Quand il n'y a plus de place à Denfert, les morts reviennent sur Terre.

PARIS ZOMBIFIÉ ...

 

 

la dystopie est un exercice de style stimulant pour l'imagination. Que serait-il advenu si Hitler avait gagné la WW2 ? Si l'URSS avait gagné la guerre froide ? Dans la Nuit a dévoré le monde, le spectateur horrifié découvre que Anne Hidalgo a remporté un nouveau mandat de Maire et que Paris est désormais envahi de zombies.
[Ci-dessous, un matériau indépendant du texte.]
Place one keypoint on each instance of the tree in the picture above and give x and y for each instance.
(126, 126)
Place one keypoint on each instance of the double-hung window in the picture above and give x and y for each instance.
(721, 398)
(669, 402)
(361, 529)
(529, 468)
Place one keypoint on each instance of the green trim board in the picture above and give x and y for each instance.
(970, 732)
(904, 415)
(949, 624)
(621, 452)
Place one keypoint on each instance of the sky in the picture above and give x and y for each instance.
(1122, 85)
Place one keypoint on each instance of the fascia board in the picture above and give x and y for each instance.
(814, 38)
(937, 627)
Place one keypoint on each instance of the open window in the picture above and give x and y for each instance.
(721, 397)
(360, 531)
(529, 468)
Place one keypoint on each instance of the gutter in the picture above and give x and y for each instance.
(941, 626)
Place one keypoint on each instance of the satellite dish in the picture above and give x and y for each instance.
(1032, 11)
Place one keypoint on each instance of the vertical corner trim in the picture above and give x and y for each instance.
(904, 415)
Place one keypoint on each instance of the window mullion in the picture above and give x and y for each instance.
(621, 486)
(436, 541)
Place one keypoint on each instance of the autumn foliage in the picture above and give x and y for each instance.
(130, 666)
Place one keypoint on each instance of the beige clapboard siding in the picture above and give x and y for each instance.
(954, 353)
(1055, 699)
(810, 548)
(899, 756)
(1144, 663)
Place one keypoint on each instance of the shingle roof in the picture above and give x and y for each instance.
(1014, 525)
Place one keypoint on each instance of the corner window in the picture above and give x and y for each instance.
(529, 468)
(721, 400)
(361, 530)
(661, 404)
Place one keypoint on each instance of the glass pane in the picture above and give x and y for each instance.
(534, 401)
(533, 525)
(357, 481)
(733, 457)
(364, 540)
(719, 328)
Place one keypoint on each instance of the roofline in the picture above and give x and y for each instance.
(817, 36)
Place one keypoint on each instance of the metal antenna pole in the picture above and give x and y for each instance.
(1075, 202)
C'est français madame, c'est la police française. Un film de zombie certes, mais fabriqué à Paris. Dans ce film, on ne se barricade pas dans un mall anonyme, c'est trop mainstream, tellement mainstream qu'on ne dit plus "mainstream" mais un autre mot que je ne connais pas encore. On s'enferme dans un hôtel particulier haussmannien rempli à ras bord de nourriture, avec décoration stark et eau chaude à tous les étages. C'est d'ailleurs la première fois de ma vie que je vois un survivant de l'apocalypse en train d'entretenir son parquet au Carolin™ alors que les zombies frappent à sa porte. Le sens des priorités.

 

... MAIS PARIS GENTRIFIÉ !!

 

Dans les films américains, il y a toujours un vétéran de l'armée chez les survivants, un gars qui sait manier les armes. A Paris, pas la peine. Comprenez : le zombie n'est pas mauvais par nature, il a eu une enfance difficile, une scolarité compliquée, causée par un état raciste qui n'a cessé de l'oppresser. Les américains, ces barbares, les exterminent un par un, mais nous en France, on sait qu'on peut les dé-radicaliser. Alors, le héros leur joue de la musique par sa fenêtre, et ils aiment ça, ça les attire et les met en joie. Le parisien n'aime pas rester seul, il a besoin de se sentir entouré, cette chienne de vie est bien trop inhumaine. Humains, zombies, serrons-nous mains et moignons et faisons une ronde tout autour du périphérique.

 

 

Car le film a un message. Non il ne faut pas rester enfermé dans son 40m² à 1500€/mois, il faut partir découvrir le monde. Survivre dans son petit confort bourgeois c'est bien, mais aller faire des selfies au Darfour c'est quand même mieux. Pris de crise existentielle, le héros tuera alors une arabe. Ah c'est français, je vous ai dit. A la fin, on apprendra que les zombies étaient en fait des zadistes voulant réquisitionner les logements vacants spoliés par le grand capital. Un film qui fera date.